Guilford College community continues testing and vaccination efforts as COVID-19 cases decline


N.C. governor Roy Cooper has stated mask mandates for state agencies and facilities will be lifted on March 7.

It has been more than two years since the first COVID-19 outbreaks in Wuhan, China. People’s activities have been restricted, interpersonal interaction has been reduced and people in countries around the world have been required to wear masks. Mask requirements have been lifted in many areas in the U.S., and according to a March 1 press release from the office of  N.C. Gov. Roy Cooper, the state will drop its mask mandate for state agencies and facilities on March 7.

On Feb. 17, Guilford County Commissioners and the Guilford County Board of Health eliminated the countywide mask mandate due to a dramatic drop in coronavirus cases. This has affected the mask rules in many facilities. For example, students and staff at Guilford County Schools can now choose for themselves whether or not to wear a mask. Also, as reported by the News and Record, some theaters, businesses and other venues in the area are changing or reviewing their policies on masks. 

The Carolina Theatre in downtown Greensboro recently changed its COVID-19 guidelines by no longer requiring proof of vaccination or negative test results. However, Tanger Center is keeping its current mask requirement for audience members in place through at least March 6.

Last week, Guilford got PCR test results from 56 students and got positive results from two students. That number is 1.6% higher than the previous week’s results. 

Regarding the booster shot, at last week’s on-campus booster clinic, they gave 56 booster shots for students.

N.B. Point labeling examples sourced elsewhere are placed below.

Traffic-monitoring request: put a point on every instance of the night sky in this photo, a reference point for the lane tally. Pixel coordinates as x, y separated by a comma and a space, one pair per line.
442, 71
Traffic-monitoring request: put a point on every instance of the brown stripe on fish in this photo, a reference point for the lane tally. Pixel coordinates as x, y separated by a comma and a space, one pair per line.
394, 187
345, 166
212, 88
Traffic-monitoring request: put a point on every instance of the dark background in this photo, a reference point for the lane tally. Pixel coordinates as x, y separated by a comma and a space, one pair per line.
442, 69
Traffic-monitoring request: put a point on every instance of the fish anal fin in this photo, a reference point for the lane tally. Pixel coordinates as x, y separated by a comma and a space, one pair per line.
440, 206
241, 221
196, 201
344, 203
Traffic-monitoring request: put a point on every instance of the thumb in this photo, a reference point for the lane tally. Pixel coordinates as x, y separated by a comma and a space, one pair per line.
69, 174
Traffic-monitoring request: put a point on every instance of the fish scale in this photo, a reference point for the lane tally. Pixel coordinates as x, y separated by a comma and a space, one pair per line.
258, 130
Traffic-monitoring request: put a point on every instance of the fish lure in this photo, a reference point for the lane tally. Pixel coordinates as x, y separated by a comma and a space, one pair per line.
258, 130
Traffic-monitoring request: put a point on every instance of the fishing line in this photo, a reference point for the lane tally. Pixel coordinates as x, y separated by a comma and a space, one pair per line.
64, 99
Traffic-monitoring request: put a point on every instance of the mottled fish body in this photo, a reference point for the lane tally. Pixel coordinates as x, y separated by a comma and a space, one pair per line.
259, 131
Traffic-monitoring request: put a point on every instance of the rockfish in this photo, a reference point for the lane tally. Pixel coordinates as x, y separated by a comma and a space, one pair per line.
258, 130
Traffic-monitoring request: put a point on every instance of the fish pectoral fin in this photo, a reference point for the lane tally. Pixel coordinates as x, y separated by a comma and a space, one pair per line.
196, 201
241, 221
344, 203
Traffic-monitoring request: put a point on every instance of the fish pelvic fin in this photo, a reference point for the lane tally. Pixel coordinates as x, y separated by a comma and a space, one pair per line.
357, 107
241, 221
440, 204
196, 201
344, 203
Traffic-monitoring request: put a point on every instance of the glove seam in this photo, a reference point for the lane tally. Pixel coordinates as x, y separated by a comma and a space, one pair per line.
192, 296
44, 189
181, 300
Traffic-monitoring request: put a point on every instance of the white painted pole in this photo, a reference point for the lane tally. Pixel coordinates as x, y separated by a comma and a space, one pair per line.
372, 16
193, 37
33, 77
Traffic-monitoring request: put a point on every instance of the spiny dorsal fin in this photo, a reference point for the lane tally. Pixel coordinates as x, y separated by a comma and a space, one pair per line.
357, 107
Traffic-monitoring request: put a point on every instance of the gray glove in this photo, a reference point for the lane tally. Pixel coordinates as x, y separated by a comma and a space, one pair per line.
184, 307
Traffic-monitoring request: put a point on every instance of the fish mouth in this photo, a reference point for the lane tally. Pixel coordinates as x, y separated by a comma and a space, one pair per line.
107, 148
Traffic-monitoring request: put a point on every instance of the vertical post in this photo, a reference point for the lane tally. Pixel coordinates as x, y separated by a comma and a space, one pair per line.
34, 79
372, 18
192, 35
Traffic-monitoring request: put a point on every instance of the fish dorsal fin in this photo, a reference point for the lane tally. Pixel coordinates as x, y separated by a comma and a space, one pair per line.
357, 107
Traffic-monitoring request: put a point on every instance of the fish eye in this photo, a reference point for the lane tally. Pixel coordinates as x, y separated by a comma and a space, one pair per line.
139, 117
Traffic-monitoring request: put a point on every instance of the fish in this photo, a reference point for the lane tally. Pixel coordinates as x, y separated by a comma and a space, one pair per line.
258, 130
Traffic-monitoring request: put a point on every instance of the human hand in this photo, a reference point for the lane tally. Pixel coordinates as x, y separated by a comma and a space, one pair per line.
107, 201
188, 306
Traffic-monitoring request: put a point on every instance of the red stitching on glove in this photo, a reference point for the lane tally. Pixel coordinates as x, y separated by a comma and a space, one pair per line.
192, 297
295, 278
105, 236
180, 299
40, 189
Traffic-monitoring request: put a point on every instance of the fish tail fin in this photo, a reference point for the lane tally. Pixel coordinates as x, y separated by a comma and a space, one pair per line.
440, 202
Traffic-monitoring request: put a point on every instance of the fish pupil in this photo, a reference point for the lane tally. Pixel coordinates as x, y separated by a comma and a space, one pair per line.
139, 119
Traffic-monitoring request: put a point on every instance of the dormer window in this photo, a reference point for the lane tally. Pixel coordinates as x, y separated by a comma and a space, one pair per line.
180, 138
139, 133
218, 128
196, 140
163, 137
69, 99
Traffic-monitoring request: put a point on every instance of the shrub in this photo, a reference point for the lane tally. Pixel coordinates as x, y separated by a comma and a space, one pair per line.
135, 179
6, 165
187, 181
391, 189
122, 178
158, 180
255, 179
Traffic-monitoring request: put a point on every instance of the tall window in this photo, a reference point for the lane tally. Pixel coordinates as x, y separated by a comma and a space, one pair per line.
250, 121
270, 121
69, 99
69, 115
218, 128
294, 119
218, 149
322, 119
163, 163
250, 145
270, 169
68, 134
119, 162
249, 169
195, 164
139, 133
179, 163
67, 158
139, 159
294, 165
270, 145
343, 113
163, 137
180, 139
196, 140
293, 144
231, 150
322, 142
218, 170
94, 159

At this time, the Guilford campus’s vaccination rate is over 98%. 

Right now, Guilford College’s infection rate is low, so many people are free from COVID-19, but the College’s mask mandate is still in place. 

According to Susan Smith, administrative assistant for counseling and coordinator of student health, Guilford College has not yet lifted its guard against COVID-19.

“While Guilford County and other entities have changed their mask mandate, the College’s mask mandate remains in effect,” she said in an email interview. 

“The Health and Safety Task Force is monitoring how the relaxing of mask mandates may impact COVID infections around us; we are also planning for a full campus COVID testing when we return from spring break (Monday and Tuesday, March 14th and 15th).  Depending on these results the Task Force will consider the status of masking.  Any recommendations made by the Task Force then go to the Cabinet for their consideration.”

Guilford senior Madison Sugg said the College’s mask mandate has more benefits than drawbacks.

“The requirement to wear masks is a very small sacrifice for the college to open and operate as normal,” he said. “If the possibility of a major risk exists, it should be avoided.”

Christopher Howard, a Guilford sophomore, spoke about how his experiences with wearing masks have changed.

He said, “At my part-time job, I used to have to use a mask, but now I don’t need to anymore; I think that once the number of COVID-19 cases decreases, the situation will be the same (in other places), but until then, I think I need to keep wearing a mask.” 

Smith said that “the pandemic situation continues to improve with great strides made just in the past couple of months. Being that so many people are now fully vaccinated (with the booster shot), we are seeing fewer and fewer cases here at Guilford.  Those that have tested positive experienced mild symptoms, at most.”  

“We are very fortunate that our campus enjoys a vaccination rate of over 98%,” she said. “We still have some work to do gathering all the information from those who have not yet submitted their booster vaccination record but we are moving very close to meeting our requirement that the community is ‘boosted’ by the end of this month.

“I think COVID-19 is here to stay, but it will be a lesser illness, similar to the flu,” Smith continued. “We are moving from a pandemic  to an endemic phase whereas the thought is that between vaccination and natural infection, it will not be as transmittable and the symptoms will continue to weaken.”

Smith said this about where the Guilford community stands with the coronavirus: “Our situation with COVID is much improved!  We are fortunate to be in this fully vaccinated community, some call it a ‘bubble’. We have worked hard, utilizing all the tools available to us to stay healthy and thankfully, have been able to move forward so that students can have a meaningful Guilford experience.”